1. Set `_seek_fading = True`, `_seek_fade_out = 10` (0.2s ramp-down)
2. Continue reading frames, scaling by decreasing ratio
3. At fade-out = 0: kill ffmpeg, clear buffer, spawn new pipeline
4. 0.5s fade-in on the new pipeline

### Consolidation note

Seek fade-out (10 frames / 0.2s) is much shorter than skip/stop
fade-out (3s). This is intentional -- seek should feel responsive.
The mechanisms are separate: seek uses frame-counting in
`stream_audio`, skip/stop uses `_fade_and_cancel` in the plugin.

---

## Consolidation Opportunities

### Volume control unification

Three volume layers (fade_vol, duck_vol, volume) evaluated in a lambda
per-frame. Works but the priority logic is implicit. A future refactor
could use a single `effective_volume()` method that explicitly resolves
priority and makes the per-frame cost clearer.

### Fade-out ownership

Skip/stop/pause all route through `_fade_and_cancel()` -- good. But the
fade target is communicated indirectly via `ps["fade_vol"] = 0` and
`ps["fade_step"]`, read by a lambda in the play loop, evaluated in
`stream_audio`. A more explicit signal (e.g. an asyncio.Event or a
dedicated fade state machine in `stream_audio`) could simplify reasoning
about timing.

### Buffer drain timing

The 150ms post-fade drain is empirical.
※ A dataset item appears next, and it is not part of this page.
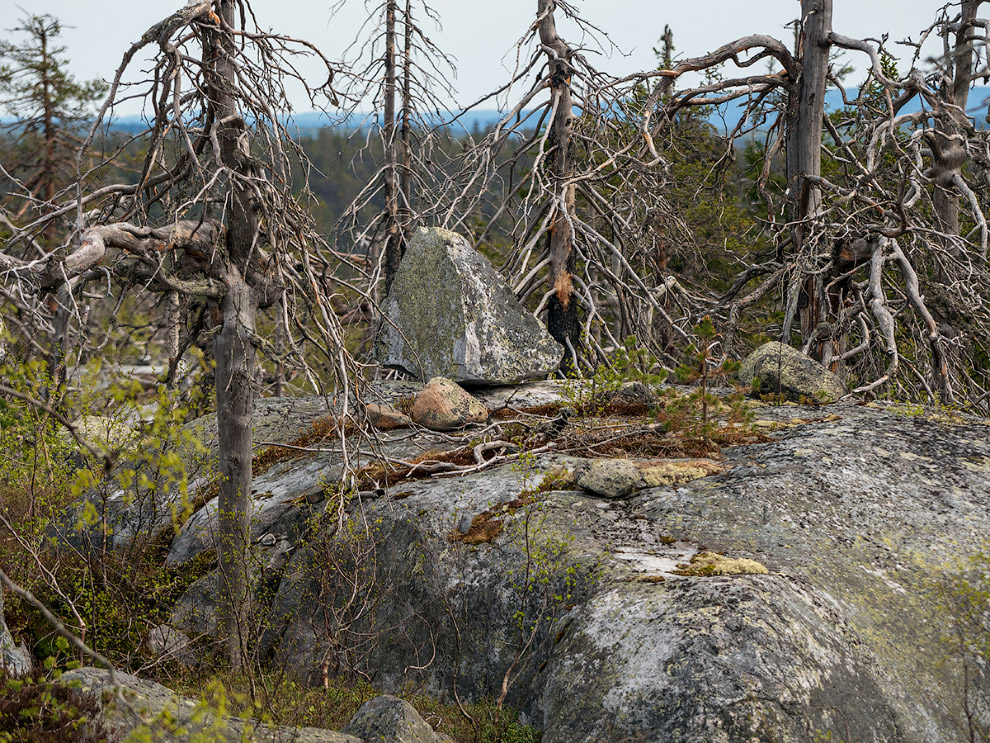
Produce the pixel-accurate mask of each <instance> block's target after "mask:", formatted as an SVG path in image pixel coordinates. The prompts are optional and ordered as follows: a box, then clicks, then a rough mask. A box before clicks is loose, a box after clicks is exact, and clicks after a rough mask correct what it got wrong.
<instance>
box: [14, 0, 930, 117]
mask: <svg viewBox="0 0 990 743" xmlns="http://www.w3.org/2000/svg"><path fill="white" fill-rule="evenodd" d="M334 1H335V0H253V2H252V6H253V7H254V9H255V13H256V15H257V17H258V21H259V23H260V24H261V25H262V26H266V27H270V28H272V29H275V30H277V31H280V32H282V33H286V34H289V35H292V36H298V37H301V38H305V39H307V40H308V41H311V42H313V43H315V44H316V45H317V46H319V47H320V48H321V49H323V50H324V52H325V53H326V54H327V56H329V57H330V58H337V57H339V56H340V54H341V53H342V52H343V50H344V49H345V47H346V46H347V45H348V43H349V42H350V41H351V40H352V39H353V38H354V36H355V34H356V33H357V30H358V28H359V26H360V24H361V22H362V20H363V18H364V17H365V16H366V14H367V10H366V6H365V3H364V2H363V1H362V0H346V1H345V2H344V3H343V6H342V8H341V10H339V11H338V13H337V14H336V16H334V17H333V18H331V6H332V5H333V4H334ZM572 2H573V4H574V5H575V6H576V7H577V8H578V10H579V11H580V12H581V13H582V15H583V16H584V17H585V18H586V19H587V20H588V21H590V22H591V23H593V24H595V25H596V26H598V27H599V28H601V29H602V30H603V31H605V32H607V33H608V35H609V37H610V38H611V40H612V42H613V43H614V44H615V45H616V46H618V47H619V49H621V50H622V52H624V53H625V56H623V55H622V54H619V53H617V52H615V51H612V52H611V53H610V54H604V55H600V56H598V57H597V62H596V65H597V66H598V67H599V68H600V69H606V70H608V71H610V72H612V73H614V74H626V73H629V72H633V71H635V70H641V69H648V68H651V67H653V66H654V65H655V59H654V55H653V52H652V47H653V46H655V45H657V42H658V38H659V37H660V35H661V34H662V33H663V27H664V24H665V23H666V24H669V25H670V26H671V28H672V29H673V31H674V45H675V47H676V49H677V54H678V55H679V56H694V55H698V54H702V53H704V52H706V51H710V50H712V49H714V48H716V47H717V46H719V45H721V44H723V43H725V42H728V41H731V40H732V39H735V38H738V37H740V36H744V35H746V34H751V33H762V34H768V35H772V36H776V37H778V38H780V39H781V40H784V41H787V42H788V43H790V39H791V38H792V32H791V31H790V29H787V28H785V27H784V26H785V24H787V23H788V22H790V21H791V20H793V18H794V17H795V16H796V15H797V13H798V12H799V9H800V6H799V4H798V0H693V1H692V0H688V1H687V2H685V1H684V0H572ZM183 4H184V3H183V0H145V2H140V1H139V2H134V1H131V2H127V1H126V0H123V1H122V0H30V1H28V0H0V19H2V20H0V28H2V29H3V31H2V33H3V37H4V38H9V37H10V34H9V33H8V32H7V30H6V29H9V28H11V27H12V26H15V25H16V24H17V20H18V18H19V17H20V16H21V15H22V11H21V10H20V8H24V9H26V10H29V11H30V12H31V13H35V14H41V13H49V14H52V15H54V16H57V17H58V18H60V19H61V20H62V21H63V23H64V24H66V25H67V26H71V27H72V28H68V29H66V31H65V33H64V37H63V41H64V44H65V46H66V47H67V55H68V56H69V58H70V59H71V60H72V69H73V71H74V73H75V74H76V76H77V77H79V78H82V79H91V78H108V77H110V76H112V74H113V71H114V70H115V69H116V67H117V66H118V64H119V63H120V59H121V56H122V55H123V53H124V51H125V50H126V49H127V48H128V46H129V45H130V43H131V42H133V41H135V40H136V39H138V38H140V36H141V34H142V33H143V32H144V31H145V30H147V29H148V28H149V27H151V26H152V25H153V24H155V23H156V22H158V21H159V20H161V19H162V18H164V17H166V16H167V15H169V14H170V13H171V12H173V11H174V10H175V9H177V8H179V7H181V6H182V5H183ZM374 4H377V3H370V4H369V5H374ZM430 5H431V6H432V7H433V8H434V10H435V11H436V12H437V14H438V15H439V16H440V18H441V20H442V22H443V30H442V31H436V30H435V29H434V27H433V25H432V24H430V23H429V22H427V23H426V24H425V25H426V27H427V30H428V31H429V32H430V36H431V38H432V39H433V40H434V41H435V42H436V43H437V44H438V45H439V46H440V47H442V48H443V49H444V50H446V51H447V52H448V53H450V54H451V55H452V56H453V57H455V58H456V60H457V77H456V80H455V86H456V88H457V91H458V99H459V102H460V103H462V104H463V103H469V102H473V101H474V100H475V99H477V98H478V97H479V96H480V95H481V94H482V93H484V92H487V91H489V90H492V89H493V88H495V87H497V86H498V85H500V84H502V83H504V82H505V80H506V79H507V77H508V72H507V70H508V69H510V68H511V66H512V64H513V62H514V56H513V54H512V47H513V45H514V43H515V42H516V41H517V40H518V39H519V38H520V36H522V35H523V34H524V33H525V32H526V29H527V27H528V25H529V24H530V22H531V21H532V19H533V18H534V16H535V11H536V0H433V1H432V2H431V3H430ZM834 5H835V8H834V22H833V27H834V28H835V30H836V31H837V32H839V33H842V34H845V35H847V36H854V37H860V38H865V37H871V36H872V37H879V36H880V35H882V34H884V33H888V34H889V37H890V40H891V41H892V42H893V41H897V40H900V39H904V38H906V37H908V36H911V37H913V38H915V39H916V38H918V34H919V32H920V31H921V30H922V29H924V28H925V27H927V26H928V25H929V24H930V23H931V22H932V21H933V20H934V19H935V16H936V14H937V12H938V10H939V9H940V8H941V7H943V6H944V5H945V2H944V1H943V0H835V3H834ZM560 29H561V34H562V35H563V36H565V38H567V39H568V40H569V41H570V42H571V43H572V45H575V46H576V45H579V44H580V43H581V38H580V36H579V35H578V34H576V33H575V32H574V31H573V29H571V28H570V27H569V26H568V25H567V24H564V23H561V24H560ZM929 46H930V47H931V45H929ZM592 48H593V47H592ZM891 48H892V49H900V50H901V53H903V54H904V55H909V51H908V50H907V49H905V48H904V47H897V46H892V47H891ZM590 51H591V49H589V53H590ZM937 51H938V46H937V45H935V46H934V47H933V48H932V52H933V53H934V52H937ZM857 56H861V55H857ZM850 61H851V62H853V63H857V67H859V69H861V70H862V69H864V68H865V65H864V64H863V62H862V60H860V59H857V58H856V57H851V58H850ZM858 76H860V73H857V75H856V77H858ZM133 112H135V111H121V113H133Z"/></svg>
A more robust approach would be
to query `sound_output.get_buffer_size()` and wait for it to drop below
a threshold before cancelling. This would adapt to varying network
conditions and pymumble buffer sizes.

### Track duration

Duration is probed via `ffprobe` after download (blocking, run in
executor). For kept tracks, it's stored in state metadata. This is
duplicated -- kept track metadata already has duration from
`_fetch_metadata` (yt-dlp). The `ffprobe` path is the fallback for
non-kept tracks. Could unify by always probing locally.

### Periodic resume save interval

Currently 10s fixed. Could be adaptive -- save more frequently near
the start of a track (where losing position is more noticeable) and
less frequently later. Marginal benefit vs. complexity though.